Reporter's Book Takes Him Back To the '50s, When He Got His Start

DAVID HALBERSTAM'S "The Fifties" summarizes one of America's most eventful decades in a mere 800 pages, plus photographs. (See review, below.) If that doesn't sound very "mere," just ask the author and his editor at Villard Books, Doug Stumpf.

Mr. Halberstam had completed his manuscript, but perhaps another year of revising, editing, and trimming lay ahead last October, when the marketing people called and asked if the publishing date could be moved up to this spring. Villard needed a "big book" for the graduation and Father's Day seasons.

The writer said, in essence, "Why not?" The book was virtually done - though it was some 500 pages too long. The editor, Mr. Stumpf, doubtless shuddered.

What followed was a stint of unrelenting organizing and squeezing. "We worked on an incredibly fast schedule," Stumpf says. "But I'd much rather cut and have too much than get him to add more."

Stumpf mentions that Halberstam was good to work with, ready to make any needed changes but retaining "real firm control." The author reviewed the transitions required to patch over trimmed material and gave clear guidelines on which chunks of text were expendable. Even with careful attention to detail, however, the accelerated pace forced some shortcuts.

"We missed a whole stage of proofreading," the editor says. Correcting some glitches will just have to wait for the next edition.

The process of piecing together the history of a decade was a new experience for Halberstam. The motivation to take on the task came largely from his experience as a young reporter plunged into the initial confrontations of the civil rights movement in the South.

"During my early apprenticeship in the '50s, I could see that more was happening than conventional mythology would have it," he explained during a recent interview in Boston. And he always had in mind returning to that time and painting a larger picture of America in the midst of social and economic change.

"I wanted to go back and see. Industrially [the economy] was strong, with a higher level of efficiency. But some things pointed to trouble, like the great power of General Motors devoted to putting different skins on cars" instead of pushing for engineering breakthroughs, he says.

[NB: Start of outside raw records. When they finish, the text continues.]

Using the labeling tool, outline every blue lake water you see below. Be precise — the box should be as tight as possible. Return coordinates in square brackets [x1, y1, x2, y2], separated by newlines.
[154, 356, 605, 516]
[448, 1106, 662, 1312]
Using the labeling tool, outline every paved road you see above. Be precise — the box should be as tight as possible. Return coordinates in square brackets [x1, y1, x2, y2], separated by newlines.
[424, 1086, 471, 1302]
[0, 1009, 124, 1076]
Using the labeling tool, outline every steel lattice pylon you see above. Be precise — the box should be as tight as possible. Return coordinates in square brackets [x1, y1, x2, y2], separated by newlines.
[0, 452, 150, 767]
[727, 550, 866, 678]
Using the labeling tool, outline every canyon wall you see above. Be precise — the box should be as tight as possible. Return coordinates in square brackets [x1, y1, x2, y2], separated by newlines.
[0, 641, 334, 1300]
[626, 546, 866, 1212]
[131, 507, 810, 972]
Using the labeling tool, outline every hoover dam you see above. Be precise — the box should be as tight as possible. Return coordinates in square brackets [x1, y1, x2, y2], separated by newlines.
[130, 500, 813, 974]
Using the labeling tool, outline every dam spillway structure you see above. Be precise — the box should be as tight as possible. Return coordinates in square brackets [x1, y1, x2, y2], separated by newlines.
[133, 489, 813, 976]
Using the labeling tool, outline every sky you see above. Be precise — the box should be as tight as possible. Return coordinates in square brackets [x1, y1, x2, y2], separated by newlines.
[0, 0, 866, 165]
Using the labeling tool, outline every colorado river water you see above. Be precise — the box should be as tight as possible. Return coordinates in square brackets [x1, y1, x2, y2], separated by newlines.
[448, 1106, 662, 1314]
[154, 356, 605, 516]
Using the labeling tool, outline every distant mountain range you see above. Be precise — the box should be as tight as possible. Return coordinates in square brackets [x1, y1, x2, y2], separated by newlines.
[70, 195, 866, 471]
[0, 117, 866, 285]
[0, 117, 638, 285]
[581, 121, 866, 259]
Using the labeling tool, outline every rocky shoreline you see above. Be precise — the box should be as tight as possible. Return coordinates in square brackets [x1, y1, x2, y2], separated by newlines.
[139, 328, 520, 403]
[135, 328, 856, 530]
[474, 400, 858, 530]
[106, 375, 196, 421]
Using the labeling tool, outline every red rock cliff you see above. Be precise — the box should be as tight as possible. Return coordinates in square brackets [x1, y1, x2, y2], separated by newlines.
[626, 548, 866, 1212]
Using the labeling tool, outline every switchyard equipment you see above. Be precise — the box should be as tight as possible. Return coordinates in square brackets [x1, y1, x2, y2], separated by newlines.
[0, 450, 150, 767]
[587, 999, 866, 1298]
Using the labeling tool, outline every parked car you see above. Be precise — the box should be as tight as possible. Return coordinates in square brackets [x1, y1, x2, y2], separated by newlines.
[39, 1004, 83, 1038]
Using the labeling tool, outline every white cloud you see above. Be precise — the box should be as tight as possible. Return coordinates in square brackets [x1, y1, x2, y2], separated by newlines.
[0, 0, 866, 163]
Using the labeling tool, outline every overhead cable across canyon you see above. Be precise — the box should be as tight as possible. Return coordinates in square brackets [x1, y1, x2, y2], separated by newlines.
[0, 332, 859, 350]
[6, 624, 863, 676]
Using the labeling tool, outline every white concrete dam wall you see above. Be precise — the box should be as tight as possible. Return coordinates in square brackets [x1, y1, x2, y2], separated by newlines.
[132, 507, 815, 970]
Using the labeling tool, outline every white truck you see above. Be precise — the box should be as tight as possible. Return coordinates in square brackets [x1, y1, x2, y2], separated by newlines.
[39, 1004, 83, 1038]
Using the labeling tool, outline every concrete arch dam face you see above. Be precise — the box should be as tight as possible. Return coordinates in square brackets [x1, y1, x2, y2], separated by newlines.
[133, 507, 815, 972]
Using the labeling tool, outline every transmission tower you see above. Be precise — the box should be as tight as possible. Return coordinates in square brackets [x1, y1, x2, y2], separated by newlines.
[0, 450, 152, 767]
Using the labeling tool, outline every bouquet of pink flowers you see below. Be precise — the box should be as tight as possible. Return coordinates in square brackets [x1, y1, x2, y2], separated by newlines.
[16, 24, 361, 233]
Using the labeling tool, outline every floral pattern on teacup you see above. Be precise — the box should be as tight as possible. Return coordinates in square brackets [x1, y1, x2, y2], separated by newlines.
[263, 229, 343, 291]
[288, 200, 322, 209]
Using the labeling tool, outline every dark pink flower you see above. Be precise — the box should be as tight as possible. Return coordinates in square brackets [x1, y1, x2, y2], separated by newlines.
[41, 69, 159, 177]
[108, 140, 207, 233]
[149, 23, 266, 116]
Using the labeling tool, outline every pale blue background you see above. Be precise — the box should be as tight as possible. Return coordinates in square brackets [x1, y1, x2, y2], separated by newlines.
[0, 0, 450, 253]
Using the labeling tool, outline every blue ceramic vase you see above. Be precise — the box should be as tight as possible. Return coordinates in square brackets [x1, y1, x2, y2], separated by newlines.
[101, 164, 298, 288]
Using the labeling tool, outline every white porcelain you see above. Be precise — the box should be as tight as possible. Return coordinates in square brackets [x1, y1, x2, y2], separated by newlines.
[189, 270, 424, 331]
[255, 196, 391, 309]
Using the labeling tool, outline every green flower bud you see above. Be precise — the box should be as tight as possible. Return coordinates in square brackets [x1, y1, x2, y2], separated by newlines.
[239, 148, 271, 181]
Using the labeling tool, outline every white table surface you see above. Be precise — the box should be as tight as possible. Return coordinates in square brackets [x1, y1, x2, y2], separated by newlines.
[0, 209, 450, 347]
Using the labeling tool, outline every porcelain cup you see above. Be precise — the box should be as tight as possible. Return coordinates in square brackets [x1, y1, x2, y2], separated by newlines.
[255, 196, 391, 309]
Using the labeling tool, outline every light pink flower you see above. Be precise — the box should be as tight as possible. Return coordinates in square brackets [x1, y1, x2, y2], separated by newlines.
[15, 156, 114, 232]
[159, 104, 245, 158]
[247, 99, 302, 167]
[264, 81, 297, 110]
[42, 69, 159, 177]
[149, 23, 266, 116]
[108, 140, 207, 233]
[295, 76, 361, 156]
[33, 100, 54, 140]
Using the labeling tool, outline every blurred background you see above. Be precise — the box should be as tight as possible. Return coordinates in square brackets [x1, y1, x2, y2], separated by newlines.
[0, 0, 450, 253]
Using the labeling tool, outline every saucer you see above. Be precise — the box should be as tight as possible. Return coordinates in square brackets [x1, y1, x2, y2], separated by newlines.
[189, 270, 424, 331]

HALBERSTAM'S other books, such as "The Reckoning," a 1986 bestseller about the decline of American industry, were more specific in focus. They also relied more on reporting - on direct interviews with sources. "I did a lot more work in the library [this time] than for past books," he says. Plucking a metaphor from a pivotal '50s event, the Korean War, he adds that his new book may be over on the "other side of the DMZ" that separates a reporter from a historian.

The organizing tasks may have been more typical of those facing a historian. Halberstam recalls the 15 cartons of papers he accumulated in his New York City home and the six years of preparation.

But Halberstam says he always had the organization - from Jack Kerouac and the "beats" to civil rights to U-2 spy-plane pilot Francis Gary Powers - "down in my mind," assisted by "long reams of taped yellow paper."

Are the kinds of fast-paced marketing decisions that brought the book into print ahead of schedule unusual? "Actually, it happens a lot," Stumpf says. Modern technology, with its capacity to quickly re-edit, set in type, and correct text, makes such responsiveness possible, he says. "In the old days," he adds, "it would have been virtually impossible."

The publisher's strategy paid off. "The Fifties" has already climbed to the top of the Publisher's Weekly list of best-selling nonfiction.